The French capital is trying to revive tourism and commerce after the attacks that cost 130 lives and cast a shadow of fear over the city.
“Welcome to the Carillon,” bartenders said while opening the doors, offering a glass of champagne to the first customers, some of whom were altering between smiling and crying.
“It’s important not to wait to return to these places where people have suffered,” said Parisian Victoire Rambert, who lives nearby.
“We are lucky enough to be alive,” added her friend Fatim Layachi. “We must continue to live and to chat in cafes, drink a glass, even if today it’s more meaningful than usual, obviously.”
Bouquets of fresh flowers, notes and photos of those killed on Nov. 13 were still lying near the Carillon’s facade.
Two other cafes targeted in the attacks have already reopened.

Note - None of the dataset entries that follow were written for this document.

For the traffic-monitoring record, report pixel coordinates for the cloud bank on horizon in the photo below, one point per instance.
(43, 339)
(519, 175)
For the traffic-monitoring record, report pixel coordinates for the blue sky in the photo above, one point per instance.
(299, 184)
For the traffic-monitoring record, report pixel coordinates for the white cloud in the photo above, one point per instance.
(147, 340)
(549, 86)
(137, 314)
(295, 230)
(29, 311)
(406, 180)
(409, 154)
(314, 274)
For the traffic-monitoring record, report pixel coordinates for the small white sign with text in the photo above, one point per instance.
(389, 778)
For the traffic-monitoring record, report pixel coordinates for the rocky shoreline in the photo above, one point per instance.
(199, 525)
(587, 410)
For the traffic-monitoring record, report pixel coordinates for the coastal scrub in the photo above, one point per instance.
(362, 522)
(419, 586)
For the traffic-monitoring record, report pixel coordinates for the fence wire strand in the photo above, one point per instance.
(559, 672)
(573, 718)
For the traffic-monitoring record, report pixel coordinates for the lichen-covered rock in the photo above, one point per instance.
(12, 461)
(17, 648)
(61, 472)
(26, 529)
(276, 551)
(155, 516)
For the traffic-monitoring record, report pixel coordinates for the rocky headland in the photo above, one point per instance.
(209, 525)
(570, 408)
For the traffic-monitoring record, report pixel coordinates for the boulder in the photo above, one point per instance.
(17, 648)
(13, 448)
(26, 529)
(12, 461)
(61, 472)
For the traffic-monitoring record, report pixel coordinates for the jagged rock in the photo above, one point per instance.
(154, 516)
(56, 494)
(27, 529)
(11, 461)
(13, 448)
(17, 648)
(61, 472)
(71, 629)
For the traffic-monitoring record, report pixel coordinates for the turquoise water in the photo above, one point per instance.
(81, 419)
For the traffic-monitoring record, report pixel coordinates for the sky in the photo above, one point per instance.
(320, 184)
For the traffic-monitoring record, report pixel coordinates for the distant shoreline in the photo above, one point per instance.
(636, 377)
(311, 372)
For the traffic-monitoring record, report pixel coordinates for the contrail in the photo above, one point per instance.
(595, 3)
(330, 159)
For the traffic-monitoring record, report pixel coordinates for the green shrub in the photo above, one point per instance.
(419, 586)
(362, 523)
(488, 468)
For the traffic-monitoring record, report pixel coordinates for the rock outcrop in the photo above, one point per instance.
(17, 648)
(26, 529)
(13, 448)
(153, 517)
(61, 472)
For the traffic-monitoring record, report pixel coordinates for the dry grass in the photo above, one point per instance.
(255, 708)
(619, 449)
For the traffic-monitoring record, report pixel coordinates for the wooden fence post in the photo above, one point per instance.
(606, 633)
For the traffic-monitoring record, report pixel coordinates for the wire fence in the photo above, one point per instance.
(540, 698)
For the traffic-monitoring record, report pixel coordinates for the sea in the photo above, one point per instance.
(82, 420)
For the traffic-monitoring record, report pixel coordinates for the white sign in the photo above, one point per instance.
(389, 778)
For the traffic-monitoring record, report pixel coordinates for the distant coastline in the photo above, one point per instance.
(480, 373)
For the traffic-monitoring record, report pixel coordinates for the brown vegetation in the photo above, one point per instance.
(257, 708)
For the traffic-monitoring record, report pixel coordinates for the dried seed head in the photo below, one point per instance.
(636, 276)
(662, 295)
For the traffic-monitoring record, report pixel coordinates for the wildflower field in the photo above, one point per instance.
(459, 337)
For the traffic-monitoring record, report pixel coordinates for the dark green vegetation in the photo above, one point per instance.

Paris tourism took a hit in the weeks following the violence. State statistics agency Insee said hotel occupancy in the French capital dropped by 25 percent in the two weeks that followed the attacks, compared to November 2014. Air France estimates the attacks caused 120 million euros ($130 million) in lost revenue.
Parisian hotels — that usually have no vacancy during Christmas and the New Year celebrations— saw their activity drop by 30 to 40 percent at the end of the year, said the president of hotel union UMIH in the Paris region, Evelyne Maes.
Following the attacks in January last year against satirical newspaper Charlie Hebdo and a kosher supermarket that left 17 people dead, it took three months to return to normal, Maes said.
Museum attendance also suffered. Visitors at the Louvre decreased by 7 percent from 9.3 million in 2014 to 8.7 million last year and 7.4 million people went to Versailles palace in 2015, a drop by 4 percent.
Many tourists were going for a walk on the Champs Elysee avenue on Wednesday where extra security in the form of military patrols was noticeable.
Mexican Rosa Martinez, who is on a two-week trip to France with her husband, said the couple had planned their vacation long before the November attacks and were hesitant about whether they should cancel or not.
“But then we thought this is our dream vacation and there’s no way these terrorists can deprive us of it,” said the 45-year-old. “Actually we were right. The city is beautiful and we have met French people who say they are glad we are here, and now we see it as a way to show our support to the French people.”
France has been in a state of emergency since the November attacks. Over 13,000 troops, including 6,000 in the Paris region, have been deployed on French territory in addition to police forces.
A group of 20 companies involved in France’s tourism sector have launched an online campaign inviting people to share pictures with the hashtag #Parisweloveyou. In coming weeks, a giant hashtag sculpture covered by the mosaic of photos will be placed at a symbolic Parisian site. The precise location remains secret.